Et cela, les chasseurs l’avaient bien compris, s’amusant presque à retenir les vampires le plus longtemps possible. L’aurore commençait à pointer ses rayons d’un orange très pur à travers les arbres baignés de brumes, et les rois perdaient lentement leur assurance. L’inconnu s’en délectait et attendait patiemment, un cruel sourire aux lèvres. Bientôt, la demi-douzaine de chasseurs restant entourait les vampires de plus près, tandis que ces derniers haletaient et semblaient épuisés.
Surtout Cruzar qui tenait son épée à deux mains, une légère entaille sur la joue. Dans ses yeux brillait une haine et une inquiétude sans limite.
...Nous ne savions pas comment nous en sortir... et Cruzar a tenté une dernière attaque pour que nous puissions percer les lignes ennemies et nous enfuire. Cependant...
Le vampire se tut un instant avant de regarder le vide en sentant sa voix trembler légèrement.
-Nous pensions que nous pourrions tous nous enfuire...
Cruzar savait qu’il ne s'en sortirait pas. Lorsqu'il avait tué ce chasseur et ouvert une brèche parmi leurs ennemis, Fallacy et Macabre s’était élancés pour partir, et lorsqu'ils s’étaient retournés, ils avaient vu leur ami leur sourire tristement, son épée au sol et lui-même à genoux.
Il souriait... et ses larmes coulaient... Nous étions effondrés...

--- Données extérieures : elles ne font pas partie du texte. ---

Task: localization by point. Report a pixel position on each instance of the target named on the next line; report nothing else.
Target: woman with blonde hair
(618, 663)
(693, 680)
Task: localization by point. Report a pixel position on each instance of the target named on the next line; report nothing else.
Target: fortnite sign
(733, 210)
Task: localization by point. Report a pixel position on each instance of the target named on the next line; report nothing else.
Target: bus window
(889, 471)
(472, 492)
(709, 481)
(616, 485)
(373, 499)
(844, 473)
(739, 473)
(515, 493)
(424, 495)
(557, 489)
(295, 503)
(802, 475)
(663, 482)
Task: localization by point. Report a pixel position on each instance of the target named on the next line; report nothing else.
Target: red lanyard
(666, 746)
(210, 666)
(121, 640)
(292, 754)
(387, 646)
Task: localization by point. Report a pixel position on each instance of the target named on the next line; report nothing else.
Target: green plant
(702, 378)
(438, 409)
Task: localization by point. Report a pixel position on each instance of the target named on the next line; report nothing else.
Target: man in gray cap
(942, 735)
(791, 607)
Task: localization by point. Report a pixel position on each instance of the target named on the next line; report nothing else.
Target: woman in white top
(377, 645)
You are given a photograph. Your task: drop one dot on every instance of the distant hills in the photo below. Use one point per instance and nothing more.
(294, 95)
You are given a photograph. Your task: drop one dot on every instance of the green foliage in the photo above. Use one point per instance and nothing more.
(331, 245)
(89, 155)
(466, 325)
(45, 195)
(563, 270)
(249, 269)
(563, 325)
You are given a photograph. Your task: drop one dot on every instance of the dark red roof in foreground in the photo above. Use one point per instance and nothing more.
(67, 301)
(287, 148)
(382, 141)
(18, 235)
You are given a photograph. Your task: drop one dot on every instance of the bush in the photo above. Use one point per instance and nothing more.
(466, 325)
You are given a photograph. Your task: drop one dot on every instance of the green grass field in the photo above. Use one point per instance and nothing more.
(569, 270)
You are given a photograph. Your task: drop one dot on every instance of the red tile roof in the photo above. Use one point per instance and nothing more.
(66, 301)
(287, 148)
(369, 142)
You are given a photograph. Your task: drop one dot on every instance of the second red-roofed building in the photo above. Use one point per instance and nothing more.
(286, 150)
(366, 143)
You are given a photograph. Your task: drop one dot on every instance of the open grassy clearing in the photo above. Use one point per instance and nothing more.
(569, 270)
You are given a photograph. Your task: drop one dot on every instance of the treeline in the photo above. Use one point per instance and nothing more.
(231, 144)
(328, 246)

Macabre avait voulu retourner chercher son amant, l'âme battant la chamade devant la vision de Cruzar effondré au milieu des chasseurs. Mais Fallacy l’avait retenu, l’éloignant du roi d’Espagne en utilisant presque sa magie pour repartir le plus loin possible. Il ne regarda pas en arrière car il le savait, s’il cédait à la tentation, il voudrait y retourner également. Mais alors le sacrifice de leur ami n’aurait plus lieu d'être. Ils avaient ensuite repris le chemin du château, sans jamais échanger un seul mot, et le roi d’Angleterre sentit un poids de culpabilité écraser son âme.
Fallacy se tut et regarda le mortel à qui il venait de se confier, à sa plus grande surprise. Encre ne contenait plus ses larmes, se sentant coupable d’avoir cru au mensonge du maître du village.
Le peintre le savait, l'homme aux yeux améthyste et aux cheveux blondes qu’avaient vu les vampires cette nuit-là était bel et bien Adrian. La simple pensée de son mensonge et des avances prononcées du jeune homme lui donna la nausée.
-Je suis tellement désolé, souffla-t-il en passant une main sous ses orbites, se risquant à poser la question même s’il se doutait de la réponse. Q-Qu'est-il arrivé à Cruzar ?
Fallacy sentit son âme s’arrêter de battre et regarda ailleurs en dunissant sa voix.
-J’ai eut le plus grand déplaisir d’apprendre que c’est dans ce village maudit qu’est mort mon ami....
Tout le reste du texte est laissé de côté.